The DGCA has temporarily suspended the company's Scheduled Air Operator's Permit as a result of frequent cancellations of flight due to employee unrest till such time it submits a concrete and reliable plan ensuring safe, reliable, efficient and sustainable Scheduled Air Transport Services, Kingfisher said.
The company has settled its disputes with the employees who have all returned to work and is in the process of submitting the revival plan to DGCA.
Kingfisher said it is confident that it will be able to have the suspension of the operating permit revoked and resume operations at the earliest.
Restructuring, idle costs represent fixed cost associated with curtailment of operations during the period relating to aircraft on ground.
The details of such costs shown separately from their natural heads constitutes for the quarter ended September 30, 2012, of lease rentals Rs 16,559.47 lakh (Rs 1.65 billion), employee costs Rs 4,200 lakh (Rs 420 million) and other operating expenses Rs 711.86 lakh (Rs 71.18 million), the filing noted.
In terms of agreement entered into with a certain party in respect of assets taken on lease, the company is to pay lease rentals only in the event of breach of certain contractual obligations in future.
The company has sought extension of time to meet a part of its obligations, which were to be fulfilled by September 30, 2012, which it is hopeful of receiving.
It further said that no provision is considered necessary, as the company is confident of meeting the relevant obligations.
Additionally, the use fees (hourly and cyclical utilisation charge) paid in respect of these leased assets are, in accordance with the company's understanding, treated as maintenance reserves.
In terms of the company's accounting policy, the use fee is initially included under loans and advances and expensed out to the profit and loss account at the time of incurrence of major maintenance expenditure, termination of agreements.
In respect of certain agreements entered into for lease of aircrafts prior to March 31, 2007, the company's applications for exemption under the Income Tax Act has been rejected by the Central Board of Direct Taxes and the High Court of Delhi.
The company is in the process of filing a special leave petition to the Supreme Court over the order of the court confirming the rejection of exemption along with a petition for condonation of delay in filing the SLP.
The management believes, based on internal assessments, that the probability of an ultimate adverse decision and outflow of resources of the company is not probable and accordingly, no provision for the resultant tax liability is considered necessary, the filing said.
The company has terminated certain agreements entered into with parties as a cost rationalisation measure. Certain parties have also terminated the agreements entered into with the company in view of defaults by it, it added.

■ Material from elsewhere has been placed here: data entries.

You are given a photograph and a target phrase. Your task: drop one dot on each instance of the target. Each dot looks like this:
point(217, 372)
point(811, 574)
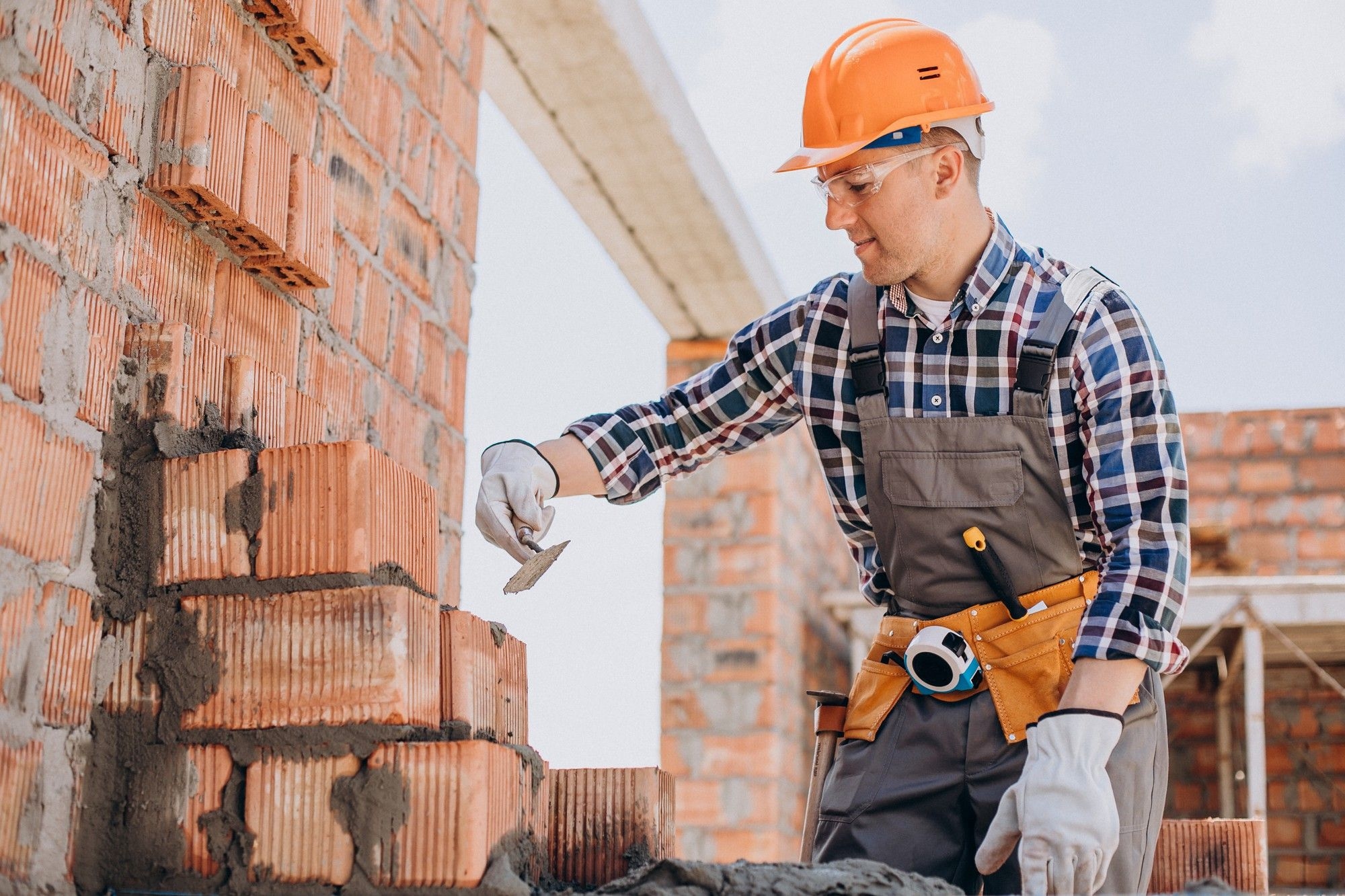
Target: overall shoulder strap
point(866, 352)
point(1038, 360)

Kingfisher is in discussion with relevant parties to finalise the amount of compensation and other costs, if any payable by it, as well as to persuade the parties to desist from such cancellations. The same will be accounted on final determination of the matter.
In the opinion of the management, this amount is not likely to be material.
Pursuant to the directives issued by the consortium bankers, pursuant to RBI guidelines, no provision has been made in the books of accounts for commission payable in respect of guarantees issued by the guarantors to the company's bankers estimated at Rs 2,536.20 lakh (Rs 253.62 million) for the period July-September of this year.
The company has incurred substantial losses and its net worth has been eroded.
With regard to capital raising plans, the company said it has sought financial support from its group and has requestedits bankers for further credit facilities.
However, no adjustments have been made in financials because of its planned aircraft reconfiguration and the revival plan proposed to be submitted to the DGCA for restoration of its license.